Разного рода «евроскептики», а точней – ультраправые – осудили происходящее позже и отвергли не так однозначно. Однако на референдум в Крыму приглашаются именно ультраправые, до откровенных наци включительно. К ним, а не к левым из европейцев обращается государство РФ, ставшее наперекор империализму США и ЕС (в чём залог неудачи, также как в желании немедленно откусить кусок – прометейство стратегически куда разумней). Естественен вывод, что это – следствие черносотенной тенденции, набравшей такую силу в последние годы, что власти уже не переломить даже ради собственной эффективности.

 

Примечания:


[1] Характерный пример — ЖЖ настоящего либерала и радетеля за права человека taki_net, в рамках общей борьбы с «совком» рекламирующего антикоммунистические инвективы столь же типового фашиста man_with_dogs. Или бывший эсэсовец, издатель трудов Ханны Арендт про тоталитаризм, видел в них продолжение его собственной борьбы с коммунизмом, и более успешное.

[2] Там же дан интересный анализ динамики религиозности при переходе от советского общества к современной РФ.

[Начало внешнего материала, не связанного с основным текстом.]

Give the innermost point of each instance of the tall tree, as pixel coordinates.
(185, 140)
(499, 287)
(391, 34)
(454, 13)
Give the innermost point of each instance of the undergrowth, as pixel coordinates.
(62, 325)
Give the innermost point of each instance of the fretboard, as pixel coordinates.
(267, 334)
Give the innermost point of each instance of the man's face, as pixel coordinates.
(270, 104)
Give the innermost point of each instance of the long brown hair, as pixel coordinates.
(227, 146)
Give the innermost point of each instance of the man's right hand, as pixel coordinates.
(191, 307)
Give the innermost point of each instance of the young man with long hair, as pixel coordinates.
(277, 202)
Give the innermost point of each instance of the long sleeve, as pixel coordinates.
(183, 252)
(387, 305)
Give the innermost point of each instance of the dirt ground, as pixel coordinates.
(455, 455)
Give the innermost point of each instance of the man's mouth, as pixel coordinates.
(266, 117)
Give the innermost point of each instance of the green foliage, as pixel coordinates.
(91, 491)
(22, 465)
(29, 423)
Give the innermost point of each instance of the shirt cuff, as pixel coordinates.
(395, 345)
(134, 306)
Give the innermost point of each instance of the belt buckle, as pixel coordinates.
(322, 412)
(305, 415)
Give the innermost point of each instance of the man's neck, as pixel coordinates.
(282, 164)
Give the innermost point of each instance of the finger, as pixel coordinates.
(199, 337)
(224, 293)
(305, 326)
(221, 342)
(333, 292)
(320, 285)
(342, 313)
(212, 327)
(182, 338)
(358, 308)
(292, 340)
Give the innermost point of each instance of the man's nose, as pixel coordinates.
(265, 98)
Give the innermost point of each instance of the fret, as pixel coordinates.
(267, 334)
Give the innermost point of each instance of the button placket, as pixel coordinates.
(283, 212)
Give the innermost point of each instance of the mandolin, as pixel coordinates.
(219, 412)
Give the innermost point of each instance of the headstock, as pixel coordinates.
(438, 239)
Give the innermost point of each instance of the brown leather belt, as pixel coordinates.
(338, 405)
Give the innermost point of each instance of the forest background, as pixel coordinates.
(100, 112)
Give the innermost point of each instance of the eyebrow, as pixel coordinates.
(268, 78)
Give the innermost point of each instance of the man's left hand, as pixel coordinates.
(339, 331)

[3] Забавно, что либеральные авторы исходят из понимания патриотизма, типичного для правых националистов Восточной Европы, румынских, венгерских или украинских. Они тоже говорят о «любви» (на деле высокой оценке, т.е. о превосходстве) к «народу», а не «стране» — поскольку последняя может и должна прирастать спорными территориями, её границы неопределённы. Для прогрессивных сил, от коммунистов для левых националистов включительно патриотизм – это чувство в отношении не «народа», а общественного устройства, за которое стоит бороться и которое не грех защищать, ибо передовое (первые) или же в отношении «страны», история которой естественным образом требует этого устройства (вторые). То есть не Blut und Boden и прочая метафизика, связанная с «народом», «нацией» и пр. Да и в украинской ситуации социология показывает что те, кого евромайданеры именуют «народом», есть сильно смещённая выборка из него – настолько смещённая, что предпочтения власти противоположны vox populi. В европейских демократиях, впрочем, такая же штука, так что европеизация налицо.

Поэтому российские либералы горячо аплодировали расстрелу парламента собственной страны, требовали убийств защитников конституции, но активно поддерживают ультраправый переворот в Киеве. Они верят , что пули с дубинками боевиков «Правого сектора», введённых переворотчиками в структуру МВД, предназначены для простых харьковчан, дончан, луганчан, а к ним не относятся – мол, сумеют и здесь наладить симбиоз с ультраправыми, который сложился на Майдане и уже господствует по всей Восточной Европе.

[4] Здесь и далее цитируется другая статья того же сборника: Дмитрий Фурман, Киммо Каариайнен, Вячеслав Карпов «Религиозность в России в 90-е гг. XX — начале XXI в» (Ibid., c.6-87).

[5] Показательно, что гг.либералы, по идее должные быть защитниками свободы совести, т.е. права исповедовать любую религию или не исповедовать никакой, также как вести атеистическую пропаганду, спросили именно «религиозные группы», а не «идейные течения» (почему выпадают агностики и атеисты). В мире их мечты свободомыслия не предполагается – только возможность выбора веры, как товара в супермаркете.

[6] Поэтому быть сегодня против войны – это быть против властей в Киеве, уже вовсю воюющих с народом, который они страстно хотят заполучить в качестве подданных. Ну и их западных кураторов.

[7] См. Рэкет по-бандеровски; Новости демократии; стоп гоп-стопу!; ещё более свежие новости демократии; Новые хозяева; Анатомия узурпации: почему у власти в Украине обязательно останутся те же лица; Украину накрывает криминальный хаос; и т.д.

[8] Не случайно сейчас тем украинским левым, кто сохранил верность своим идеям, но одновременно желающим «быть с народом» (или не готовым переть против рожна, как боротьбисты), приходится признавать гегемонию ультраправых в «народе», и одновременно отбиваться от откровенной клеветы на тему «антиукраинской пропаганды». Часто, что хуже всего, со стороны своих вовремя перековавшихся товарищей. Неслучайно свою, вполне общедемократическую программу ( пп.1-5), они адресуют европейским парламентам и народам «старой Европы», не майдановцам. Те, вследствие правой гегемонии, могут и не понять.

Мариупольские рабочие поняли бы, но, боюсь, не примут из-под бандеровского знамени. Из-под власовского же – не предложат, остаётся красное.